Re: Parsing HTML - once again
by naikonta (Curate) on May 09, 2007 at 15:44 UTC
    Code like this is usually a candidate for Code Catacombs, or Cool Uses for Perl. I appreciate your intention to share. But what your program actually does?

    Open source softwares? Share and enjoy. Make profit from them if you can. Yet, share and enjoy!

      Well, about what the program does.. hmm, I really hoped that showing the input, saying that the program parses it and showing the output would say much more then I'd be able to say in words :)

      So: I want to be able to extract links from HTML _and_ associate them with a reasonable link_text, even if the links are nested and the text that should pertain to a given link is interspersed with possible various other tags, even if the links are nested.

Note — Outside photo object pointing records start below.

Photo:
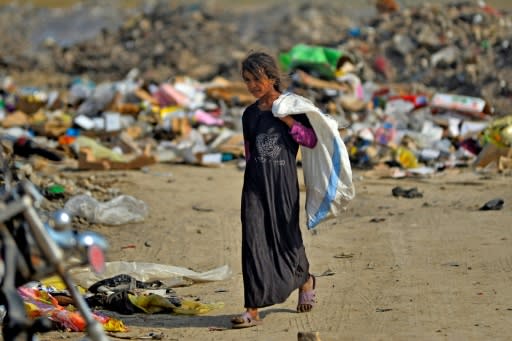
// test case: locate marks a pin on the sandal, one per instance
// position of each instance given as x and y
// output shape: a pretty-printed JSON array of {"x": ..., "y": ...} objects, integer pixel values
[
  {"x": 307, "y": 299},
  {"x": 245, "y": 321}
]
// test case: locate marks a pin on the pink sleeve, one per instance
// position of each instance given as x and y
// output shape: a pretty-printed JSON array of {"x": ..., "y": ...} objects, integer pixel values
[
  {"x": 303, "y": 135},
  {"x": 247, "y": 152}
]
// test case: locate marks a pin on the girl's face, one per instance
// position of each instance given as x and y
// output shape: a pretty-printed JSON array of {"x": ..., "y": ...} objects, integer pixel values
[{"x": 258, "y": 87}]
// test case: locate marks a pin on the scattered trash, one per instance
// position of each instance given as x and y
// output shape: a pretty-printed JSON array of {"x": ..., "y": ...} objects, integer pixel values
[{"x": 344, "y": 255}]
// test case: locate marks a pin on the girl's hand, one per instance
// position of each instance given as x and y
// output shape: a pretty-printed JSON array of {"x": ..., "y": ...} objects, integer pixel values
[{"x": 288, "y": 120}]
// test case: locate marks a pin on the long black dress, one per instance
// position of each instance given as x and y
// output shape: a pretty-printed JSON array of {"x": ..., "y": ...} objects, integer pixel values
[{"x": 274, "y": 261}]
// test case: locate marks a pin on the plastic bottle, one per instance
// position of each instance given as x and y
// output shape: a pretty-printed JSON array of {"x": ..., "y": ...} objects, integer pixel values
[{"x": 406, "y": 158}]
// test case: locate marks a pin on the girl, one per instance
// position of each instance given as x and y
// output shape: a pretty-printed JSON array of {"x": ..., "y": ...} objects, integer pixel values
[{"x": 274, "y": 261}]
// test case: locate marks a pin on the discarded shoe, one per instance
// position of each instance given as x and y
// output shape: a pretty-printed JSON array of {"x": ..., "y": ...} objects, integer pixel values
[
  {"x": 494, "y": 204},
  {"x": 307, "y": 299},
  {"x": 245, "y": 321}
]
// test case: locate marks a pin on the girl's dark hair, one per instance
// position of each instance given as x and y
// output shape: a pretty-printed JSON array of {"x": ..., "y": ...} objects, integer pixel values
[{"x": 261, "y": 63}]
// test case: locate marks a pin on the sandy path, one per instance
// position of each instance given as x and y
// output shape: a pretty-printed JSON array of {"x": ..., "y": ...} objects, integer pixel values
[{"x": 431, "y": 268}]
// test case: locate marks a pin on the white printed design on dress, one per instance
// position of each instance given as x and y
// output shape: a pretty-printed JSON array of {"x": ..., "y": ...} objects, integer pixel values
[{"x": 268, "y": 149}]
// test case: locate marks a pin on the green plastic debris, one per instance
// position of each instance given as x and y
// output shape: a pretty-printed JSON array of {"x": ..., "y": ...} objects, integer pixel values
[
  {"x": 56, "y": 189},
  {"x": 318, "y": 60}
]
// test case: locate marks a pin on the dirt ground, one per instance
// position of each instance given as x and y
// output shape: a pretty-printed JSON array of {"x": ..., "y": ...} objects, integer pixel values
[{"x": 430, "y": 268}]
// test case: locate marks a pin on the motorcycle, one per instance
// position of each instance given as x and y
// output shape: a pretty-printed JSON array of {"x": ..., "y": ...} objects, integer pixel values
[{"x": 32, "y": 248}]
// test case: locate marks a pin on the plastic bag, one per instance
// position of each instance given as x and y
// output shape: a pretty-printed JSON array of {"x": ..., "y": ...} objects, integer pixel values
[
  {"x": 327, "y": 169},
  {"x": 123, "y": 209}
]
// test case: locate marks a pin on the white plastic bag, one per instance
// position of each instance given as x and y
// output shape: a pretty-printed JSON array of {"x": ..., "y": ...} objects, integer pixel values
[
  {"x": 123, "y": 209},
  {"x": 327, "y": 169}
]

      In order to do so, I wanted to explore the modules that would allow this sort of operation as easiest as possible - in order to get a good start the next time I'd have to do something similar, so that I'd know better the strenghts and weaknesses of the available tools.

      HTML::Parser would be Way#1; having the same problem solved with alongside Way#2 (HTML::LinkExtractor), Way#3 (HTML::TokeParser), etc. would allow to get an easy overview/comparison on the available tools/modules.

        Well, about what the program does.. hmm, I really hoped that showing the input, saying that the program parses it and showing the output would say much more then I'd be able to say in words :)
        Well, it's too obvious I needed to ask. You want to share your effort, fine. But what peculiarity you expect people would find in the context of sharing? I'm not saying your effort is useless, not at all. Just that you asked in what part of PM your code should be posted.

        So if you want to seek advices on what you've done, SoPW is the place and that's what you did. And I did suggested two other places. Again, my question was meant to help you clarify to yourself where to post.


        Open source softwares? Share and enjoy. Make profit from them if you can. Yet, share and enjoy!